Business Daily (Nairobi)
Okuttah Mark
29 April 2008
The world is fast changing and with the use of technology, property owners are now able to determine the amount of rent a tenant should pay, judging by the human flow to his or her premises.
The new method currently being used in some of the shopping malls like the Sarit Centre enables property owners to know which floors and corners of the building are frequented by customers and the human flow at any of the establishments at the mall.
Other than helping the property owners to gauge the rent each tenant should pay, the technology which captures real time information on human movement in the building, it's also a source of vital information for the tenants.
Such information enables a client gauge whether the floor in which his or her shop is located is the most suitable and whether they should consider moving to a better performing floor.
According to Peter Moll, the Sarit Centre public affairs coordinator, having the system is essential to monitor shopping trends and preferences.
"Managements of shopping centres need to know how many people visit their centre, hourly trends, and just which entrances and aisles within the mall they use," said Mr Moll.
"Traffic flow within the centre can determine prime positions and best unit options and therefore influence the asking (and getting) price per square metre. However, historically we have charged the highest rents for the ground and lower ground floor and the rent for other floors decreases the higher one goes" said Mr Moll.
Mr Moll says the Sarit Centre management became aware of this deficiency while planning for its phase three of automation development whose cost is estimated at Sh1 billion.
They contracted KAPS Ltd an automation company - which had been retained to install the computerised parking fee system at the centre- to come up with a movement counter solution.
Without such counts, he says centre managers are operating blindly and therefore make decisions without the necessary data to support them.
The human counts have also helped to establish the average number of shoppers within the centre at any one time, and likely use of such public facilities as washrooms or potential customers in the food court at lunchtime, for example.
He says that computerised counts are more reliable. He cites that during last year's Christmas shopping season, the centre was receiving an average of 25,000 shoppers daily.
According to Eric Mwandia, the managing director of KAPS limited , the rents of such premises are no longer uniform but determined by the amount of business activity taking place in a particular floor.

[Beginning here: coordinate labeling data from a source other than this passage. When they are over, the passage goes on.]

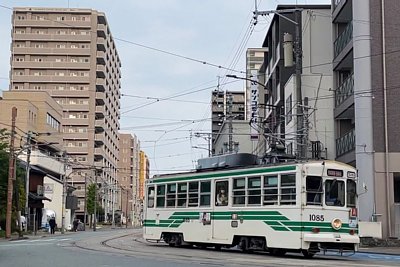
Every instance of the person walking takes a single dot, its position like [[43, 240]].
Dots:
[[52, 224]]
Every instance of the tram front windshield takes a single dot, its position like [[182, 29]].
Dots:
[[335, 193]]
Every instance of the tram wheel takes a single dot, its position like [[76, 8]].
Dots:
[[307, 254], [277, 252]]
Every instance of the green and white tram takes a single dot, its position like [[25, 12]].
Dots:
[[298, 207]]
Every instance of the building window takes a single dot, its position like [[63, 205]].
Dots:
[[289, 109], [396, 187]]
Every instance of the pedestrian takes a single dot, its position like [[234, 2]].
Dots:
[[52, 224], [75, 225]]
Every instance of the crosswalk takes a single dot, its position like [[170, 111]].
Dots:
[[34, 242]]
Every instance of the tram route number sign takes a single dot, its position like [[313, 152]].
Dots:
[[317, 217]]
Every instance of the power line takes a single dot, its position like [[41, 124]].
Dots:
[[203, 62]]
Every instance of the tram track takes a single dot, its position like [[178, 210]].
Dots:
[[142, 249]]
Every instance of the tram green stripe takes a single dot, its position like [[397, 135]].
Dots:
[[221, 175]]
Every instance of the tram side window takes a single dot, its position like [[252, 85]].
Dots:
[[254, 190], [239, 191], [160, 196], [150, 197], [171, 195], [221, 193], [334, 193], [288, 189], [270, 190], [193, 194], [205, 193], [314, 190], [351, 193], [182, 193]]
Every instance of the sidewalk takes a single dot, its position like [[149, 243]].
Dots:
[[380, 250]]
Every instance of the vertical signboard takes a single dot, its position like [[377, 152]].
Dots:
[[254, 103]]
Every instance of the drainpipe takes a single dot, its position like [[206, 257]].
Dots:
[[389, 223]]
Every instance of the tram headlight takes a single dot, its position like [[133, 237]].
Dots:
[[336, 224]]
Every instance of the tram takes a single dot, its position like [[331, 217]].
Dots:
[[306, 207]]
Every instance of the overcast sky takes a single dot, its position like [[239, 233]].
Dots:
[[212, 31]]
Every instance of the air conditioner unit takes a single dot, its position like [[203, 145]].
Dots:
[[40, 190]]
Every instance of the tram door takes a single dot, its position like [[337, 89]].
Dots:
[[221, 199]]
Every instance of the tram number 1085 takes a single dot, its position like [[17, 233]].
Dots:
[[317, 218]]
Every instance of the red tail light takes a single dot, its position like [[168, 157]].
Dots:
[[353, 212]]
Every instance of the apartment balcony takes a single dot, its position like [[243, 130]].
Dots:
[[100, 85], [50, 65], [51, 51], [68, 121], [75, 136], [75, 107], [70, 93], [50, 79], [99, 112], [44, 161], [100, 71], [343, 39], [100, 97], [102, 30], [342, 11], [101, 44], [346, 143], [101, 57], [77, 150], [99, 139], [51, 37], [344, 91], [53, 24]]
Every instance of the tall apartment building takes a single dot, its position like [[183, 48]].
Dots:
[[225, 105], [274, 75], [39, 117], [71, 54], [366, 80], [128, 175]]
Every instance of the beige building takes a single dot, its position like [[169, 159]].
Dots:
[[128, 175], [71, 54], [39, 116]]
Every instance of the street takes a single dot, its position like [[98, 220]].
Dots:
[[127, 248]]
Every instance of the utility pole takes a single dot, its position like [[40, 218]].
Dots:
[[95, 200], [11, 172], [230, 124], [126, 208], [64, 157], [27, 175], [301, 142], [84, 207]]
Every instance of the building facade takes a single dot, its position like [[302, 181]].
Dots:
[[70, 53], [365, 65], [38, 130], [225, 106], [128, 175]]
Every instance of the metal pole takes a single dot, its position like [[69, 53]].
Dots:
[[229, 112], [84, 207], [301, 142], [27, 176], [63, 194], [126, 208], [95, 200], [113, 203], [11, 172]]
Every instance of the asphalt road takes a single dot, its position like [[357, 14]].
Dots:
[[127, 248]]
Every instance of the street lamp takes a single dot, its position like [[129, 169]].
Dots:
[[246, 79]]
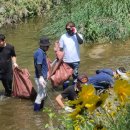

The business owners he says, are also able to monitor whether a particular promotion campaign they might have placed either in the building or in other media is working out.
"The people counting system on each exit and entrance helps the malls in space planning, determining the rent of each floor and when the companies need to go for advertisement" said Mr Mwandia.
According to Mr Mwandia, other than the property owners those likely to benefit from the technology are the bill boards advertisers.
With the technology one would be able to know which particular vehicles passed on a particular road and thus be able to make judgment which road exactly to place the advert. This he also says will become handy when deciding the rates of the bill boards.
He says at the moment it is very hard for companies who put their adverts on the bill boards to know which area is a hotspot.
The Sarit Centre instituted periodical and seasonal hand-counts of pedestrian traffic back in 1985 which it claims managed it to record 50,000 plus shoppers on 24th December- Christmas Eve- of that year when there was no competing malls then built. Its first step to move from hand-counts came early last year when KAPS installed the automated system on the Centre's eight entrances and into its exhibition centre.
In retrospect, Mr Moll says the system has been invaluable in establishing vital statistics on customer numbers and the entrances they use to access the centre, and therefore reinforcing data derived, for example, from car park figures.